A year after Singapore, little change seen in US-North Korea ties: poll
A year after the first U.S.-North Korea summit, most people in countries with a stake in the process think relations between the old rivals have not improved significantly, highlighting a stalemate in their nuclear talks, a poll shows. U.S. President Donald Trump and North Korean leader Kim Jong Un met in Singapore on June 12 last year, after trading insults and nuclear threats that had pushed their countries to the brink of war.

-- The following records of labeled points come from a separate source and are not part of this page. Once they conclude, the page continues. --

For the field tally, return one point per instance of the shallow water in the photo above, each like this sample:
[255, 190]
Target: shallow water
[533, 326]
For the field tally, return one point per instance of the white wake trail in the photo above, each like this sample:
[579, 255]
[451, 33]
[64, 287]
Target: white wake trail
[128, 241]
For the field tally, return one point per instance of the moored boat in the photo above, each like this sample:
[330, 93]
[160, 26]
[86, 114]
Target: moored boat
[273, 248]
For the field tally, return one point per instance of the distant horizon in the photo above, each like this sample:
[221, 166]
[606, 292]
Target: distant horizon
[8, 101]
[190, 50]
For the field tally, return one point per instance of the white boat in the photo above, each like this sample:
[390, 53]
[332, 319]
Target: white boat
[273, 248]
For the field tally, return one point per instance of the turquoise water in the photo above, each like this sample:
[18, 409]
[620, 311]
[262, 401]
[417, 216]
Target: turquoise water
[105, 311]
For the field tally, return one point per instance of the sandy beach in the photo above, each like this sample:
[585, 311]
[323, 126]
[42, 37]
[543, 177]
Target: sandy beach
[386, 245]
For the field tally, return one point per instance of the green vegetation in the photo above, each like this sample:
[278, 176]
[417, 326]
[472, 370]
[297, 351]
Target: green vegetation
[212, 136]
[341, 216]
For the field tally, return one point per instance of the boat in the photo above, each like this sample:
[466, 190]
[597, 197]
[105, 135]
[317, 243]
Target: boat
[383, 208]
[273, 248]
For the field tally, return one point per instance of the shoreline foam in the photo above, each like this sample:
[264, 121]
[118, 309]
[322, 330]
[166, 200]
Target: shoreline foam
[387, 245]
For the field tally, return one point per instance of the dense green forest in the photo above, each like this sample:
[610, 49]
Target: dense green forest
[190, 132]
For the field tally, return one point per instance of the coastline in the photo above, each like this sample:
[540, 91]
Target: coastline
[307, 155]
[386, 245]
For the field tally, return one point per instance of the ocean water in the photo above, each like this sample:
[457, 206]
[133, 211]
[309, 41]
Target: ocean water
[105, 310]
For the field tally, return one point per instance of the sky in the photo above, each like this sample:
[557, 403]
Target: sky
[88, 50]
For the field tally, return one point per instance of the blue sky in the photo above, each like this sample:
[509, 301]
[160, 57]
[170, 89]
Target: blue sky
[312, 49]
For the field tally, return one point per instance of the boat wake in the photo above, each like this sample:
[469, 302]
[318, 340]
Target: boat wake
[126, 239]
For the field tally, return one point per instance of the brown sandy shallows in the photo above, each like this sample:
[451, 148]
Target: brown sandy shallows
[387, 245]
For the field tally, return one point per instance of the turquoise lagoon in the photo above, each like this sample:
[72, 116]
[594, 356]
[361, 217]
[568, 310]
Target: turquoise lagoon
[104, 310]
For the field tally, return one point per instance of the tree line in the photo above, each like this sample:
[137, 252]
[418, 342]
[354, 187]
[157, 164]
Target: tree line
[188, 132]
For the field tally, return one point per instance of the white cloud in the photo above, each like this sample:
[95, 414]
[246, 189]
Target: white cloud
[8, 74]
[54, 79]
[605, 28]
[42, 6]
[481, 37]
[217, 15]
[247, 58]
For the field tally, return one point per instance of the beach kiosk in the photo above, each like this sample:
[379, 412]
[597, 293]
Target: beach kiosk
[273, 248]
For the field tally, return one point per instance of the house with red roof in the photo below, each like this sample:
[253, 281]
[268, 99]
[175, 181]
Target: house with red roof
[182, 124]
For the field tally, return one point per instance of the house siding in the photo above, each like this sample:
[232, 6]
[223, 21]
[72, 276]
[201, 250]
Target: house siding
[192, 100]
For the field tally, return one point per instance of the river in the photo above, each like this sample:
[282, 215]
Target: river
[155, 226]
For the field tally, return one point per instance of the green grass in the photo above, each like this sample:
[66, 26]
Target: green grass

Thousands rally as Hong Kong readies for mass strikes over extradition bill
Hong Kong braced for mass strikes on Wednesday after thousands braved thunderstorms overnight to stage a wave of fresh protests against a proposed extradition bill that would allow people to be sent to mainland China for trial. Hong Kong Chief Executive Carrie Lam said she would press ahead with the legislation despite deep concerns across the Asian financial hub that triggered on Sunday its biggest political demonstration since its handover from British to Chinese rule in 1997.
Envoy says Sudan talks to resume as strike suspended
Sudan's military and opposition groups have agreed to resume talks on the formation of a transitional council, an Ethiopian envoy said on Tuesday, as an opposition alliance said it was suspending its campaign of civil disobedience and strikes. Sudan's Transitional Military Council also agreed to release political prisoners as a confidence-building measure, special envoy Mahmoud Dirir told reporters in Khartoum.
Trump publicly opposes using CIA informants against North Korea's Kim
U.S. President Donald Trump took a public stance against the use of CIA informants to spy on North Korean leader Kim Jong Un on Tuesday, saying it would not happen on his watch and possibly taking away a valuable tool of the U.S. intelligence community. Trump's remarks to reporters on the South Lawn of the White House represented a fresh attempt by the president to cozy up to the North Korean leader, a policy that has drawn criticism for seeming to overlook Kim's autocratic rule.
Russia, in rare U-turn after public anger, drops case against journalist
Russian police abruptly dropped drugs charges on Tuesday against journalist Ivan Golunov, a rare U-turn by the authorities in the face of anger from his supporters who had alleged he was framed for his reporting and had threatened to stage a mass protest in Moscow. Golunov, a 36-year-old journalist known for exposing corruption among Moscow city officials, was detained by police last Thursday and accused of dealing drugs, an allegation he flatly denied.